Interview mit ZEIT ONLINE zum sog. Schienengipfel
Der vollmundig angekündigte „Schienengipfel“ mit Minister Wissing und Bahninfrastrukturchef Huber ließ die von Gipfeln eigentlich immer besonders gute Aussicht und Fernsicht schmerzlich vermissen. Man
muss befürchten, dass am Tag des Schienengipfels gerade Nebel oder Wolken die Fernsicht behinderten.
Sonst hätten die Gipfelstürmer erkennen müssen, dass ihr Blick nicht bis an den Rand des Schienennetzes
reicht, wo viele Strecken in einem erbarmungswürdigen Zustand sind und keineswegs von der
sogenannten Generalsanierung profitieren werden. Denn die Generalsanierung konzentriert sich ja nur aufwenige Hauptkorridore und lässt den Rest des Netzes weiter verkümmern.
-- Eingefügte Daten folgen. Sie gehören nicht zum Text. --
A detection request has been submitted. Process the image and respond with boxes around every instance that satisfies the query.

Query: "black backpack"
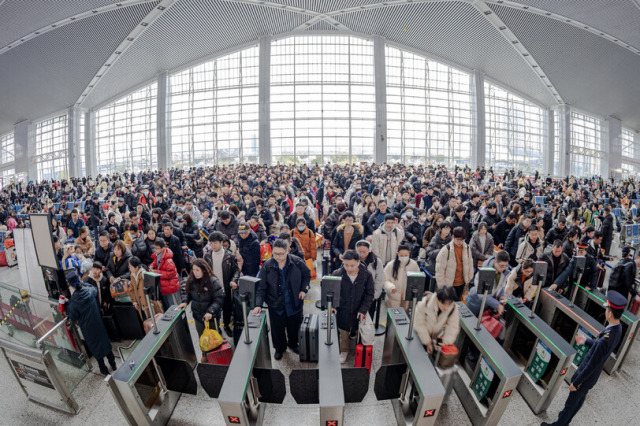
[608,260,628,291]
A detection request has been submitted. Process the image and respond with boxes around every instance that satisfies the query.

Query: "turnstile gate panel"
[378,308,445,426]
[536,289,607,382]
[106,306,196,426]
[503,295,576,414]
[454,302,522,426]
[217,311,274,426]
[573,285,639,374]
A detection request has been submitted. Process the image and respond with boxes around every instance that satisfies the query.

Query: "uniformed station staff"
[542,291,625,426]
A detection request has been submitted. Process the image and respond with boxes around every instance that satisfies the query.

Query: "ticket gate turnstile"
[536,288,610,382]
[375,308,445,425]
[106,306,197,426]
[502,295,576,414]
[216,311,286,426]
[454,303,523,426]
[573,285,639,374]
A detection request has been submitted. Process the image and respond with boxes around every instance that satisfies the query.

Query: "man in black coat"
[237,223,261,278]
[94,231,113,271]
[481,202,501,236]
[451,205,473,244]
[545,217,568,248]
[600,208,614,255]
[286,203,316,233]
[543,240,570,288]
[332,250,375,364]
[607,247,638,300]
[504,216,532,263]
[162,222,185,272]
[204,231,241,337]
[253,239,310,360]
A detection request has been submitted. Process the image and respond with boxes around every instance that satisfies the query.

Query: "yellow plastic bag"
[199,320,224,352]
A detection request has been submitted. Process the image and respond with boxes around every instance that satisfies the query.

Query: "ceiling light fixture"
[499,26,506,30]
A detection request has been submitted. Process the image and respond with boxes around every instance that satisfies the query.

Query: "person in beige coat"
[414,287,460,353]
[127,256,163,320]
[371,214,405,266]
[515,226,544,264]
[382,245,421,310]
[435,226,474,301]
[505,259,537,303]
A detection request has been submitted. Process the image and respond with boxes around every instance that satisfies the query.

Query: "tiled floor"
[0,264,636,425]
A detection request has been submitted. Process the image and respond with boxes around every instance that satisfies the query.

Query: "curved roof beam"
[483,0,640,56]
[471,0,563,104]
[0,0,159,56]
[77,0,176,106]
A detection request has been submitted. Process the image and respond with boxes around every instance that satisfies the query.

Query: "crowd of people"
[1,163,639,367]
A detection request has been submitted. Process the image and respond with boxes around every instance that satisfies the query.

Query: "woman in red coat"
[150,238,180,310]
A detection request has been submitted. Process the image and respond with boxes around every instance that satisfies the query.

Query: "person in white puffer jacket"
[383,244,421,310]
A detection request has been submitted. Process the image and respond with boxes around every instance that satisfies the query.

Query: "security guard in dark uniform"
[542,291,625,426]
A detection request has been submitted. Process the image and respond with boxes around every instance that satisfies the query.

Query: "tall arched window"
[386,46,472,166]
[169,46,260,166]
[270,36,376,164]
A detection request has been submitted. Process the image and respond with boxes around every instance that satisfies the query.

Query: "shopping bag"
[481,310,504,339]
[199,320,224,352]
[358,313,375,346]
[305,258,317,280]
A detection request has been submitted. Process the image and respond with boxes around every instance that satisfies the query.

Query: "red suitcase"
[206,341,233,365]
[354,344,373,372]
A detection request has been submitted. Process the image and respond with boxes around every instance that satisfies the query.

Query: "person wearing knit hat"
[65,270,116,376]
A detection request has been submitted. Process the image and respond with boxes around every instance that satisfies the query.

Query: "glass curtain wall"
[570,111,604,177]
[386,45,472,166]
[0,132,14,166]
[35,115,68,181]
[271,36,376,164]
[95,83,157,174]
[485,82,545,174]
[169,46,260,166]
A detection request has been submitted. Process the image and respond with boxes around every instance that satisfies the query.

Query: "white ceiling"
[1,0,640,134]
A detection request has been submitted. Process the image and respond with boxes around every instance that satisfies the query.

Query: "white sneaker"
[340,351,348,364]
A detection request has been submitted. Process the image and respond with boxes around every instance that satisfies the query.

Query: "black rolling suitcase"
[299,313,319,362]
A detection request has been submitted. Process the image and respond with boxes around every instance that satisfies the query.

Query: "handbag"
[481,310,504,339]
[358,313,375,346]
[436,345,459,370]
[110,278,131,299]
[305,258,317,280]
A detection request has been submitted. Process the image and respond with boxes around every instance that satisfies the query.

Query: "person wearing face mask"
[291,217,317,266]
[383,245,421,310]
[413,286,460,354]
[331,250,375,364]
[331,212,363,272]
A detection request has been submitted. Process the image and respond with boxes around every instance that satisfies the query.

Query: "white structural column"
[557,104,571,177]
[545,108,555,176]
[85,111,97,177]
[14,120,36,181]
[157,72,170,170]
[471,70,486,169]
[259,36,271,166]
[67,107,82,178]
[606,116,622,180]
[373,36,387,164]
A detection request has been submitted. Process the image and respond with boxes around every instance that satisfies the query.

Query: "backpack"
[608,260,628,291]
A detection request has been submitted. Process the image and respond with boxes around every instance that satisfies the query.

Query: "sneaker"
[274,351,283,361]
[340,351,348,364]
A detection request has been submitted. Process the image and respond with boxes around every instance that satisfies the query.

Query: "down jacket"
[505,264,537,301]
[382,259,421,309]
[181,276,224,323]
[151,248,180,296]
[371,225,405,265]
[435,241,474,288]
[414,293,460,347]
[291,226,317,261]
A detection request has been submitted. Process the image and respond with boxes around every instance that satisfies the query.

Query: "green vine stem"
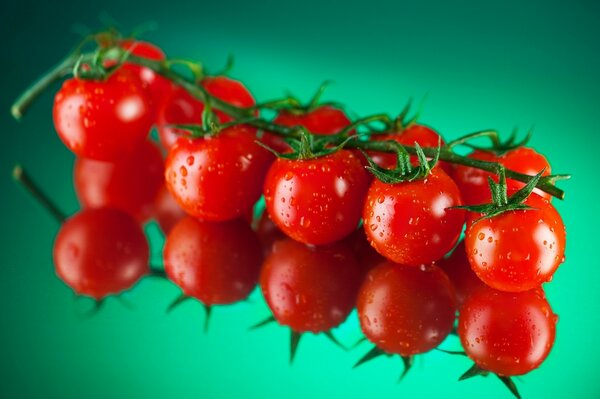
[10,42,568,200]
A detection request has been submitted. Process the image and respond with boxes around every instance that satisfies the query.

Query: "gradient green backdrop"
[2,1,599,398]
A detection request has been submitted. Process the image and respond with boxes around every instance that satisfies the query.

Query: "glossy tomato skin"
[437,241,486,307]
[357,262,457,356]
[164,217,263,305]
[363,167,465,266]
[53,208,149,299]
[165,125,273,221]
[255,211,286,255]
[152,185,187,235]
[119,40,172,109]
[502,147,552,200]
[458,287,557,376]
[53,68,154,161]
[260,238,362,333]
[345,227,386,275]
[453,147,552,205]
[370,124,451,174]
[465,193,565,292]
[452,150,498,205]
[157,76,255,150]
[274,105,351,135]
[74,140,164,222]
[264,150,370,245]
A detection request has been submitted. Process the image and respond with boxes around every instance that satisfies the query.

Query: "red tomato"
[164,217,263,305]
[152,185,187,234]
[119,40,172,109]
[502,147,552,200]
[357,262,457,356]
[464,192,566,292]
[157,76,255,150]
[370,124,451,174]
[165,125,273,221]
[453,147,552,205]
[274,105,351,135]
[74,140,164,222]
[458,287,557,376]
[363,167,465,266]
[53,208,149,299]
[260,238,362,333]
[263,150,370,245]
[437,241,486,307]
[53,68,154,161]
[452,150,498,205]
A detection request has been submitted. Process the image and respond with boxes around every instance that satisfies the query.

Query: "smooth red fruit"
[264,150,370,245]
[370,124,451,174]
[74,140,164,222]
[153,185,187,234]
[260,238,362,333]
[357,262,457,356]
[437,241,486,306]
[53,68,154,161]
[274,105,351,135]
[345,227,386,275]
[502,147,552,200]
[363,167,465,266]
[465,193,566,292]
[458,287,557,376]
[165,125,273,221]
[452,150,498,205]
[53,208,149,299]
[119,40,172,108]
[157,76,255,150]
[164,217,263,305]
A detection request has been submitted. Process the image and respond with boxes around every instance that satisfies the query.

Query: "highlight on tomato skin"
[357,261,457,356]
[157,76,256,150]
[53,68,154,162]
[163,217,263,305]
[464,192,566,293]
[74,140,164,222]
[458,286,557,376]
[263,150,371,246]
[53,208,150,300]
[260,238,363,333]
[363,166,465,266]
[164,125,274,222]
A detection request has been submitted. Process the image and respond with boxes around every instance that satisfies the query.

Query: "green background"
[1,0,599,398]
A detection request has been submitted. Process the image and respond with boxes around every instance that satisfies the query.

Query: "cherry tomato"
[152,185,187,234]
[465,192,565,292]
[370,124,451,174]
[157,76,255,150]
[74,140,164,222]
[118,39,172,109]
[53,68,154,161]
[53,208,149,299]
[458,287,557,376]
[274,105,351,135]
[451,150,498,205]
[357,262,457,356]
[437,241,486,306]
[260,238,362,333]
[165,125,273,221]
[363,167,465,266]
[264,150,370,245]
[453,147,552,205]
[502,147,552,200]
[164,217,263,305]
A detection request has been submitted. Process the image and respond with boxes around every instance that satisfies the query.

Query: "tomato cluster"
[15,34,569,396]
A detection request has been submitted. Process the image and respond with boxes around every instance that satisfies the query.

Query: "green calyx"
[253,81,343,115]
[458,363,521,399]
[453,166,545,223]
[362,140,441,184]
[256,127,350,161]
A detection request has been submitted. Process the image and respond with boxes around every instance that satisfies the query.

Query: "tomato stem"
[12,164,66,223]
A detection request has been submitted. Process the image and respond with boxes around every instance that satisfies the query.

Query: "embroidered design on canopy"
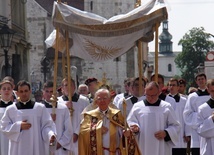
[84,39,122,61]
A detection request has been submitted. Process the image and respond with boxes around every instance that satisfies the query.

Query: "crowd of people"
[0,73,213,155]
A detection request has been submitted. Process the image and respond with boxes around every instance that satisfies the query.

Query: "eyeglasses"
[96,97,109,101]
[169,84,177,87]
[145,92,159,98]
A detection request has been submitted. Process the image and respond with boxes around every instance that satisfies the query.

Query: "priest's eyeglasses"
[96,97,109,101]
[145,92,159,98]
[169,84,177,87]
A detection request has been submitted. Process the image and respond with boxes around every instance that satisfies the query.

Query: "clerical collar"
[62,93,80,102]
[196,89,209,96]
[169,94,180,102]
[99,108,109,114]
[130,96,138,104]
[144,99,161,106]
[1,99,11,104]
[45,100,52,105]
[159,93,166,101]
[0,100,13,108]
[16,100,35,109]
[198,88,206,92]
[168,94,175,97]
[20,99,31,105]
[207,98,214,109]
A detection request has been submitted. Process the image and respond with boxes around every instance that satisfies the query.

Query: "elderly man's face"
[95,90,111,111]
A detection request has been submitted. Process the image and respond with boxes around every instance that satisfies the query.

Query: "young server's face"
[168,81,179,95]
[43,87,53,102]
[208,85,214,99]
[17,85,31,102]
[61,80,75,96]
[0,83,13,101]
[196,76,207,89]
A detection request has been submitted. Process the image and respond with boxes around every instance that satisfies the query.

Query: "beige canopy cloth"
[45,0,168,62]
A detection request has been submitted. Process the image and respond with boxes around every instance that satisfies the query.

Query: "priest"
[79,88,141,155]
[42,81,73,155]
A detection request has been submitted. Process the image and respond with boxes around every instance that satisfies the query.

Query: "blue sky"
[149,0,214,51]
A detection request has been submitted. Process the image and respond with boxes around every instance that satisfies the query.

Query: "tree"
[175,27,214,88]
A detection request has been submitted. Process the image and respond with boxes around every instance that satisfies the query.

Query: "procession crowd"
[0,73,213,155]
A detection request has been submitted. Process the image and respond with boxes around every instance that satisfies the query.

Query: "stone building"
[0,0,30,84]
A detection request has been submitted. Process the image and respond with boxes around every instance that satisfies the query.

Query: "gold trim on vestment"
[79,107,142,155]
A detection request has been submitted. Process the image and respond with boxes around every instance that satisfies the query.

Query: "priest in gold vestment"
[79,88,141,155]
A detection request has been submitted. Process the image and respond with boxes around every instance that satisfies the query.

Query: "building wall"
[26,0,53,90]
[149,52,181,84]
[0,1,29,83]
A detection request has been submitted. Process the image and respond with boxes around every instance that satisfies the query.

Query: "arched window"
[168,64,172,72]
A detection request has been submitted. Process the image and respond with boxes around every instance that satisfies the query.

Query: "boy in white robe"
[113,78,132,107]
[58,78,89,155]
[42,81,73,155]
[151,74,176,110]
[183,73,210,155]
[0,80,14,155]
[127,81,180,155]
[168,78,190,155]
[0,80,56,155]
[197,79,214,155]
[117,77,146,117]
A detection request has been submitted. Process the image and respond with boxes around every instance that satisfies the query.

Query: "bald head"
[145,81,160,104]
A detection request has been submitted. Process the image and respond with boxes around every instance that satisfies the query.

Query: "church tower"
[159,20,173,54]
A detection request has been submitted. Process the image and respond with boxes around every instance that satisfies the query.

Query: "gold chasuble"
[79,107,141,155]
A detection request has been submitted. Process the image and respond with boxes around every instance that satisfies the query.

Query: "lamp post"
[40,56,50,83]
[0,24,15,76]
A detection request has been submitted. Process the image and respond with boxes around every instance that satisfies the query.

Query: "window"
[168,64,172,72]
[90,1,93,11]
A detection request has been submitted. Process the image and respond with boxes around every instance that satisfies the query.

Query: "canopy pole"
[136,0,143,95]
[62,51,66,78]
[51,27,60,115]
[65,30,74,115]
[137,40,143,95]
[154,23,160,82]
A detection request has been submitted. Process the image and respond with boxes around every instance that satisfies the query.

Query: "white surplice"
[58,94,89,155]
[0,107,9,155]
[127,100,180,155]
[0,102,56,155]
[197,101,214,155]
[183,92,210,148]
[117,95,146,117]
[45,101,73,155]
[170,95,190,148]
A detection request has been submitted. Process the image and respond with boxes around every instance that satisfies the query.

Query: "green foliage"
[175,27,214,88]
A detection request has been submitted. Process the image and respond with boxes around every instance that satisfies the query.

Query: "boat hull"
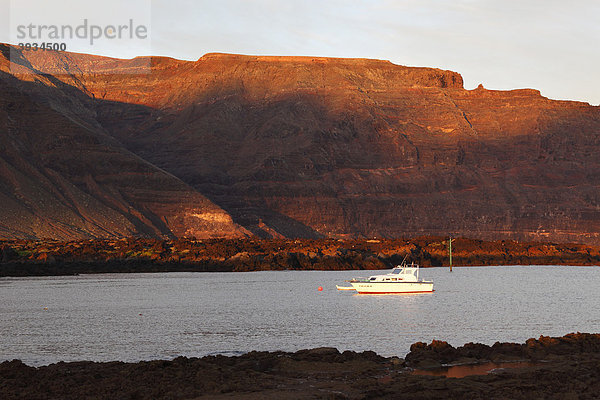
[350,281,433,294]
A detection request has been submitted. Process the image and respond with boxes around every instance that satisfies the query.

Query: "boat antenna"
[399,253,409,267]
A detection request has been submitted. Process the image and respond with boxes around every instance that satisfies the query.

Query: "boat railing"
[345,278,369,283]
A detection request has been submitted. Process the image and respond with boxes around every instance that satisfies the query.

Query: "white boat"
[340,263,434,294]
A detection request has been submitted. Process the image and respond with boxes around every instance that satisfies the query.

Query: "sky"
[2,0,599,105]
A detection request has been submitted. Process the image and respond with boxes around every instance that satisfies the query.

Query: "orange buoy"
[318,286,323,291]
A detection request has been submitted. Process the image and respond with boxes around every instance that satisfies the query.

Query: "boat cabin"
[368,264,421,283]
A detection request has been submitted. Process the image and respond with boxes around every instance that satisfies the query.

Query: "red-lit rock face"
[0,46,246,240]
[2,45,599,243]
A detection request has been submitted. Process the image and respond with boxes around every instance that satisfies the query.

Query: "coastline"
[2,237,600,277]
[2,333,599,399]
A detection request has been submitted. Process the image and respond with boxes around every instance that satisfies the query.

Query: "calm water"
[1,266,599,366]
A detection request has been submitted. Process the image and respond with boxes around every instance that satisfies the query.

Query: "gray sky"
[2,0,599,104]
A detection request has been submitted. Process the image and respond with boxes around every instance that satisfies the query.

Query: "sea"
[1,265,599,366]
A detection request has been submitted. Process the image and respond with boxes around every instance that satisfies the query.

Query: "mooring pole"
[449,236,454,272]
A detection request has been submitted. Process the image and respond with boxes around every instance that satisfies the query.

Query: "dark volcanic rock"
[2,45,600,243]
[405,332,600,366]
[1,244,18,262]
[2,237,600,277]
[2,333,600,399]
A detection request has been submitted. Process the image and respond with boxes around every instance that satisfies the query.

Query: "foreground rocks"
[1,237,600,276]
[1,333,600,399]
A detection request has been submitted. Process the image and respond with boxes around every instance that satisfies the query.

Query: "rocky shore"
[1,237,599,277]
[1,333,599,399]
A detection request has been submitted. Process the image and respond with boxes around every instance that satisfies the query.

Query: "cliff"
[1,44,600,243]
[0,45,246,240]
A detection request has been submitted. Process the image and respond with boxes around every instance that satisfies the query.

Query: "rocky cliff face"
[1,45,599,243]
[0,45,246,240]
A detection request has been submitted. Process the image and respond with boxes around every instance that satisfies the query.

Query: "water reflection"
[412,361,537,378]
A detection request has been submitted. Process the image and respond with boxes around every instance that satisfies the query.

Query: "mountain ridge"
[1,44,599,243]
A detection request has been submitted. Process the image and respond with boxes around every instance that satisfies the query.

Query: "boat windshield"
[391,268,402,274]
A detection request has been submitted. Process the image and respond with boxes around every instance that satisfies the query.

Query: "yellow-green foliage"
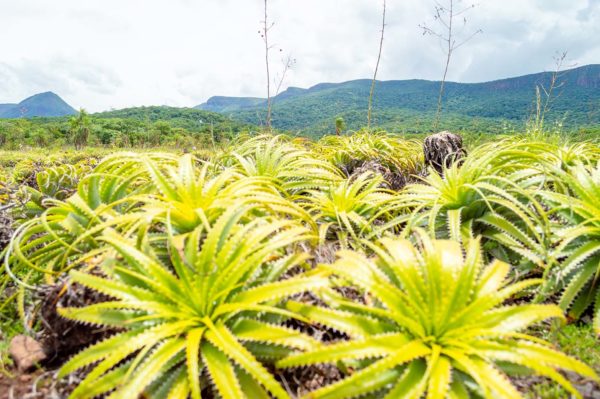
[317,131,424,176]
[2,132,600,398]
[58,208,324,398]
[304,171,396,247]
[279,236,597,398]
[540,162,600,332]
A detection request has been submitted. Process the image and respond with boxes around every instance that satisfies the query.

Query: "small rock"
[577,382,594,397]
[9,335,47,372]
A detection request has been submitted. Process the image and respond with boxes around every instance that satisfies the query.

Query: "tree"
[259,0,294,132]
[69,109,91,150]
[335,117,346,136]
[260,0,274,131]
[31,128,50,147]
[150,120,171,146]
[367,0,387,131]
[420,0,481,130]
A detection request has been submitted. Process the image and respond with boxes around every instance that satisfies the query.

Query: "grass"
[549,324,600,369]
[524,323,600,398]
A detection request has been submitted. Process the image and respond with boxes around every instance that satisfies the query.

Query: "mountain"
[195,64,600,135]
[0,92,77,118]
[200,96,265,113]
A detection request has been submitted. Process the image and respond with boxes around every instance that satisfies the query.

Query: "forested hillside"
[0,106,252,149]
[197,64,600,135]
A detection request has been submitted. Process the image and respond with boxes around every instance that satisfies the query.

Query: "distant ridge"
[200,96,264,113]
[0,92,77,118]
[195,64,600,134]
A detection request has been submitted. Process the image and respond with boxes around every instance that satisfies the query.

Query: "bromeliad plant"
[394,144,560,274]
[58,207,327,399]
[131,152,316,234]
[317,132,424,179]
[4,155,149,284]
[220,135,343,196]
[20,161,96,218]
[540,162,600,332]
[279,235,597,398]
[3,151,316,284]
[303,172,396,248]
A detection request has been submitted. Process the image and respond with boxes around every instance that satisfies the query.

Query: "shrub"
[220,134,343,196]
[395,142,560,273]
[58,208,326,398]
[541,162,600,332]
[303,172,396,248]
[279,236,597,398]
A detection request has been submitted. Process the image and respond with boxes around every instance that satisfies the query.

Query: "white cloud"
[0,0,597,112]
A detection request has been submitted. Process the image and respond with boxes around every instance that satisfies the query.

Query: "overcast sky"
[0,0,598,112]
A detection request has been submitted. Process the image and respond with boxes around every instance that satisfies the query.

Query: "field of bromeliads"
[1,132,600,398]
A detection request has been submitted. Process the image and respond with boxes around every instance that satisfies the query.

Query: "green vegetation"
[0,106,253,149]
[3,65,600,147]
[542,162,600,331]
[523,324,600,399]
[58,208,322,398]
[197,64,600,136]
[279,236,594,398]
[1,131,600,398]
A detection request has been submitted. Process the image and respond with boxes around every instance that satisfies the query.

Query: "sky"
[0,0,598,112]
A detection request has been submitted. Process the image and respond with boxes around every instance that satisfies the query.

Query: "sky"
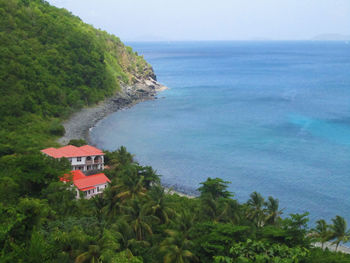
[47,0,350,41]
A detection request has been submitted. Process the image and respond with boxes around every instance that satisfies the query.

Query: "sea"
[91,41,350,223]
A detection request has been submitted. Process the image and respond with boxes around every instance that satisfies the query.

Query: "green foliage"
[198,177,232,200]
[49,120,66,136]
[68,139,88,147]
[330,216,350,251]
[214,239,309,263]
[301,248,350,263]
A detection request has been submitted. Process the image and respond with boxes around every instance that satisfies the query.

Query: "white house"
[61,170,110,199]
[42,145,110,199]
[41,145,105,172]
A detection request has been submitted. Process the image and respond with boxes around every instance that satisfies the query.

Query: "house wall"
[69,155,104,171]
[79,183,108,199]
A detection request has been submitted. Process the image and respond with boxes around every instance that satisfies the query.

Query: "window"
[77,157,82,162]
[88,190,90,194]
[97,187,100,192]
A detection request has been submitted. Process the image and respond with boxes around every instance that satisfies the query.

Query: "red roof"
[60,170,86,182]
[60,171,110,191]
[41,145,104,158]
[74,173,110,191]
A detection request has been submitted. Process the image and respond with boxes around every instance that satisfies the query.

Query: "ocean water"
[91,41,350,223]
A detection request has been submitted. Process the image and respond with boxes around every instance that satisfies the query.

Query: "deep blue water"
[91,41,350,223]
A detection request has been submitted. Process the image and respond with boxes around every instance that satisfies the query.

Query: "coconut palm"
[216,198,241,224]
[112,165,146,202]
[110,219,147,257]
[312,219,332,249]
[91,194,106,223]
[122,199,159,241]
[102,184,122,220]
[264,196,283,225]
[246,191,266,227]
[330,215,350,251]
[139,166,161,190]
[160,230,197,263]
[147,184,175,224]
[175,210,196,238]
[200,194,221,222]
[106,146,135,172]
[116,146,134,166]
[75,245,101,263]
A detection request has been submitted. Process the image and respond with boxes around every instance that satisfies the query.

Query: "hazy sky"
[47,0,350,41]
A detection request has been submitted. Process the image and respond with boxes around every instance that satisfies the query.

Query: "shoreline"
[58,77,167,145]
[58,78,197,198]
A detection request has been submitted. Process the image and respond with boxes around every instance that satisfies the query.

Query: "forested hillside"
[1,0,350,262]
[0,0,154,153]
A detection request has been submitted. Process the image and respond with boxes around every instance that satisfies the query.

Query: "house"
[41,145,105,172]
[61,170,110,199]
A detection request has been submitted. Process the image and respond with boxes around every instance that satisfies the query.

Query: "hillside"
[0,0,156,153]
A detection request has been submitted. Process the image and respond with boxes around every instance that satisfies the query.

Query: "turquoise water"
[91,41,350,222]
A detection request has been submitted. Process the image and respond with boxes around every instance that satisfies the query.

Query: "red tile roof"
[60,170,86,182]
[41,145,104,158]
[74,173,110,191]
[60,171,110,191]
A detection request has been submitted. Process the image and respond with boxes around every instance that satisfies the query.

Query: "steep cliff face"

Verkehrswende geht anders. Sie kümmert sich um die Bahn im ländlichen Raum, in den vielen Klein- und
Mittelstädten. Sie sorgt für viele schnelle Reaktivierungen. Sie reduziert die Ausbaustandards, um schnell
mehr Netz zu ermöglichen. Sie erhöht die Kapazität durch Wiedereinbau der vielen im Zuge der
gnadenlosen Rationalisierungs- und Sparübungen der sogenannten Bahnsanierer Dürr, Mehdorn und
Grube herausgerissenen Weichen. Sie verteilt die Investitionen dezentral im ganzen Netz. Und sie beendet die Monopolisierung der Investitionen auf wenige Großprojekte der Hochgeschwindigkeit und
Immobilienspekulation an wenigen Großbahnhöfen. Verkehrswende sorgt für ausreichend Personal- und
Materialreserve, um den bevorstehenden Ansturm neuer Nachfrage adäquat zu bewältigen.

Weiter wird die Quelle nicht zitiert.